On 8/26/02 1:56 PM, "Len Sassaman" <rabbi(_at_)abditum(_dot_)com> wrote:

I think Brian is right, though. While DSS (in FIPS 186 and ANSI X9.30)
mandates SHA-1 and limits p to 1024 bits, OpenPGP is specifying DSA, not

I think quibbling over the differences between DSS and DSA is as productive
as quibbling over the differences between DES and DEA. I have heard it
asserted that 3DES should actually be called 3DEA because the process of
tripling is violates the standard. Whatever. We all know what it means.

We need to figure out what the smart thing to do is, and if I need to edit
an S into an A or vice-versa, it's trivial to do that.

However, I want to quit tweaking and get a new RFC number on it.

I understand DSA to be limited to 1024 bits when using a 160 bit hash.
Using a larger hash would allow for larger key sizes. There has been some
speculation that a revised DSS may be specified by NIST using the new
larger SHA hashes. Should we anticipate this and add the new SHAs (at
least SHA-512) to the spec?

We anticipated this as of bis03, August 2000. All the wide SHAs are there.
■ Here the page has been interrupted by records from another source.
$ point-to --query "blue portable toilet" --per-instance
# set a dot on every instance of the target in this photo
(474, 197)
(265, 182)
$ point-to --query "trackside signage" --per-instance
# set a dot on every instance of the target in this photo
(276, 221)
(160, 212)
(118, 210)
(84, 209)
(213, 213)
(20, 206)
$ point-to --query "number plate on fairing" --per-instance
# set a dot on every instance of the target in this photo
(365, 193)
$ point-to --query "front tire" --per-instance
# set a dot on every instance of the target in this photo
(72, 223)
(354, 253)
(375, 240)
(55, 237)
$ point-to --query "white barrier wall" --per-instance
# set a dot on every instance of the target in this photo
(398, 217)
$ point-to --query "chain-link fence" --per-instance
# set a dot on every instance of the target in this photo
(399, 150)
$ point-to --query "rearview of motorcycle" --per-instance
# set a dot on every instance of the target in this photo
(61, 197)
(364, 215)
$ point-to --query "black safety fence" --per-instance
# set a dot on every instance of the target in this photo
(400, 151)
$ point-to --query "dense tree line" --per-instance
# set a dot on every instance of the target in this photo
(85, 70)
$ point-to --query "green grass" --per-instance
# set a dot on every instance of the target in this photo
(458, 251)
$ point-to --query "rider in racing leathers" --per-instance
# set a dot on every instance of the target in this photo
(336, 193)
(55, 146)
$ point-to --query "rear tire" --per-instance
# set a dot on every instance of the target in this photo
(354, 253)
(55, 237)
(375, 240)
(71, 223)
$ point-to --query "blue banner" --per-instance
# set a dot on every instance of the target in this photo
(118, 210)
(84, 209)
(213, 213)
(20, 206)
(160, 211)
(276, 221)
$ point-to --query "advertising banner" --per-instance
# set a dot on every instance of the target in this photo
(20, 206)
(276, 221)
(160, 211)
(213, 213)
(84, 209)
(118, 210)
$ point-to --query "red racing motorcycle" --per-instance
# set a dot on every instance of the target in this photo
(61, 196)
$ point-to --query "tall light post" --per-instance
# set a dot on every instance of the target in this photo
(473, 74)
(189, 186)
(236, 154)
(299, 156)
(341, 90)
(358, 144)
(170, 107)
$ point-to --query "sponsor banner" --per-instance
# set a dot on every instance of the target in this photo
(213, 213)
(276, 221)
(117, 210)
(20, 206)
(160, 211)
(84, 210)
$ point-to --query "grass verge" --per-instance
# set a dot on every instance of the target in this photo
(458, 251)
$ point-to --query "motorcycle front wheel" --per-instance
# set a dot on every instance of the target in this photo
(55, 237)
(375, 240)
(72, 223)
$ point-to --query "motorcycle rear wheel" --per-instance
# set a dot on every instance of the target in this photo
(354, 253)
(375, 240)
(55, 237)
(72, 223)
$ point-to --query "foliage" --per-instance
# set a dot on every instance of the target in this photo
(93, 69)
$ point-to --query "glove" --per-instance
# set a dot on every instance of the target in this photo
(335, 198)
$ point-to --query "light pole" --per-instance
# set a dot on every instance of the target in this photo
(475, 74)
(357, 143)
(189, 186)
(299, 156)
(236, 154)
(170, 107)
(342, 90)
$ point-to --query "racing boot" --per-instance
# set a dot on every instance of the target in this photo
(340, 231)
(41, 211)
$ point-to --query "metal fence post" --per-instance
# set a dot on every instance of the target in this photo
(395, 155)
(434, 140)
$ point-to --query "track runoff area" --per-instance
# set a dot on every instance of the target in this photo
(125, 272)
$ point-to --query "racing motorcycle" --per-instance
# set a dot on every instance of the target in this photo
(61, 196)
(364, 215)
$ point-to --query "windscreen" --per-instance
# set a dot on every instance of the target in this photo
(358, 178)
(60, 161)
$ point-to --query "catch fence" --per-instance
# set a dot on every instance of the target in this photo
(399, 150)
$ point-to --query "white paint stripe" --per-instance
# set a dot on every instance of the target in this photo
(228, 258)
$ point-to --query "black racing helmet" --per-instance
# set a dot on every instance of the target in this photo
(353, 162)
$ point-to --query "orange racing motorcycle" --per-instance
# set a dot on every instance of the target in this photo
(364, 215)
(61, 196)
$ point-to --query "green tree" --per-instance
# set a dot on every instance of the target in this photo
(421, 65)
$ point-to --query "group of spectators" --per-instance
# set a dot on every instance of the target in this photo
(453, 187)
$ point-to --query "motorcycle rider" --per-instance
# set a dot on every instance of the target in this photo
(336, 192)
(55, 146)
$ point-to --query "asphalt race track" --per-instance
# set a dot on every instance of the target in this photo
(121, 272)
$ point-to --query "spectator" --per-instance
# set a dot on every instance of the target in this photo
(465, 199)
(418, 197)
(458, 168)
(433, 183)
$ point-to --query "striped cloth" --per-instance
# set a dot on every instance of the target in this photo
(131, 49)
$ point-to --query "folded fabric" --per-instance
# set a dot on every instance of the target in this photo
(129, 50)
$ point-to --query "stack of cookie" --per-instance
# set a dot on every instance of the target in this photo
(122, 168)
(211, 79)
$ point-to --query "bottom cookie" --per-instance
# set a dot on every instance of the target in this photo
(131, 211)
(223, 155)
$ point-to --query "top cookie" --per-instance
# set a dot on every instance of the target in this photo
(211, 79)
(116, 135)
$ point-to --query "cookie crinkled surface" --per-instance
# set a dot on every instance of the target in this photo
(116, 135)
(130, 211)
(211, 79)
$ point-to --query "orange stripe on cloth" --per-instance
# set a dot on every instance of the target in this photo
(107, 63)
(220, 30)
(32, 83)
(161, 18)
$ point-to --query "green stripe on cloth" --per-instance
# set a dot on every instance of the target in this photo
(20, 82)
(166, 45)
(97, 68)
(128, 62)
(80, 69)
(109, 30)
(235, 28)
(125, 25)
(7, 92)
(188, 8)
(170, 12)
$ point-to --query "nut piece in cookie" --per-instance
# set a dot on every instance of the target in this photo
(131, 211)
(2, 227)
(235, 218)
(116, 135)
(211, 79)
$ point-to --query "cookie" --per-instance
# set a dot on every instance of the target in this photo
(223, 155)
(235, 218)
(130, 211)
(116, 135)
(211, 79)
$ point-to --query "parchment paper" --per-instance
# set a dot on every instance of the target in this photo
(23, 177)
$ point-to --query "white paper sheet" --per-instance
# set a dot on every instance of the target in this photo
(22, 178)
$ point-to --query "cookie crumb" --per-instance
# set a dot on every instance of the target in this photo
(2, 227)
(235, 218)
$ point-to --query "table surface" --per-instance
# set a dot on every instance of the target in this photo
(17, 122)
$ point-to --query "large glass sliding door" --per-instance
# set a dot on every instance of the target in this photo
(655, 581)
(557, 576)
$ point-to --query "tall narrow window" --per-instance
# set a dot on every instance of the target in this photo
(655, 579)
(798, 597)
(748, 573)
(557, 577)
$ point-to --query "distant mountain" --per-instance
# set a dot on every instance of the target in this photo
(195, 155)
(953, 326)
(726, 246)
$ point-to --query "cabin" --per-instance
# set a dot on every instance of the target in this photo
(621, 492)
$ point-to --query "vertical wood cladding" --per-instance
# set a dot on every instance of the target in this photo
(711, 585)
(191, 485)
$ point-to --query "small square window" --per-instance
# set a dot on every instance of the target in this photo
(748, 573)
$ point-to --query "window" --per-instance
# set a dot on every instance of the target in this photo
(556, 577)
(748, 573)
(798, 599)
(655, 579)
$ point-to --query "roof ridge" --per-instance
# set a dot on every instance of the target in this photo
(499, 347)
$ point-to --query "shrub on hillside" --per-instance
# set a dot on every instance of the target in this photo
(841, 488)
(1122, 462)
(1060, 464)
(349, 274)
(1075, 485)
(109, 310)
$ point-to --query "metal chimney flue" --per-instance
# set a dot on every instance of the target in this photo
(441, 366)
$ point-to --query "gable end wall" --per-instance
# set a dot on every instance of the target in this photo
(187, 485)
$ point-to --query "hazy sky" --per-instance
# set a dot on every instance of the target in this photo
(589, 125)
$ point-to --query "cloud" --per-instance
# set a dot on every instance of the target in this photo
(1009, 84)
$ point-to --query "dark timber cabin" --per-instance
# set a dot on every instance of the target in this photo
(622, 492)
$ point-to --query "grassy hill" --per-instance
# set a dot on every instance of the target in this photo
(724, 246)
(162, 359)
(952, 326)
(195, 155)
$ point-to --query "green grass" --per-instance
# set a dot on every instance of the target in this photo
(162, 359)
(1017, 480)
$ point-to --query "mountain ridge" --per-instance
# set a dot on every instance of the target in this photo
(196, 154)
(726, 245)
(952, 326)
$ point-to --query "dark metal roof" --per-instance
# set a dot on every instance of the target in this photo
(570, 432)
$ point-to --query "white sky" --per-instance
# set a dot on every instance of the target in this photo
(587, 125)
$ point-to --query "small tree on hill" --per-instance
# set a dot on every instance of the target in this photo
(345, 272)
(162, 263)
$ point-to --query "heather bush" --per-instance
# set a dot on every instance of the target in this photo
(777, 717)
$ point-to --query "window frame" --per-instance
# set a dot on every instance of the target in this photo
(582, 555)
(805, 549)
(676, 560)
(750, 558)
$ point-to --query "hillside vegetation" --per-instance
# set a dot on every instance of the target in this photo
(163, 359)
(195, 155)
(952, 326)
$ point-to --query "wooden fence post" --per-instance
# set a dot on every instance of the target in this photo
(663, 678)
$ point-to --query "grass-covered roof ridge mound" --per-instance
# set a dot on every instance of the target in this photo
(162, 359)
FWIW, I believe that one of the "ckt" unofficial builds of PGP used larger
DSA keys with "double width SHA1". (I'm surprised, actually, that RFC 2440
even specifies double-width SHA1, since it's my understanding that most
cryptographers are skeptical that double-width SHA1 is any better than
single-width SHA1 for DSA.) Shouldn't wide SHA1 be deprecated in favor of
one of the newer NIST SHAs?

The double-wide SHA work was done pre-2440. It was done pre-me. As I
remember what I was told, it was experimental work done by Colin Plumb and
Derek Atkins, but maybe Hal Finney was involved. In any event, the present
language says, "Reserved for double-width SHA (experimental, obviated)." I
am happy to change that to say merely "Reserved" lest someone get the idea
it is useful. There are also no OIDs for DWSHA.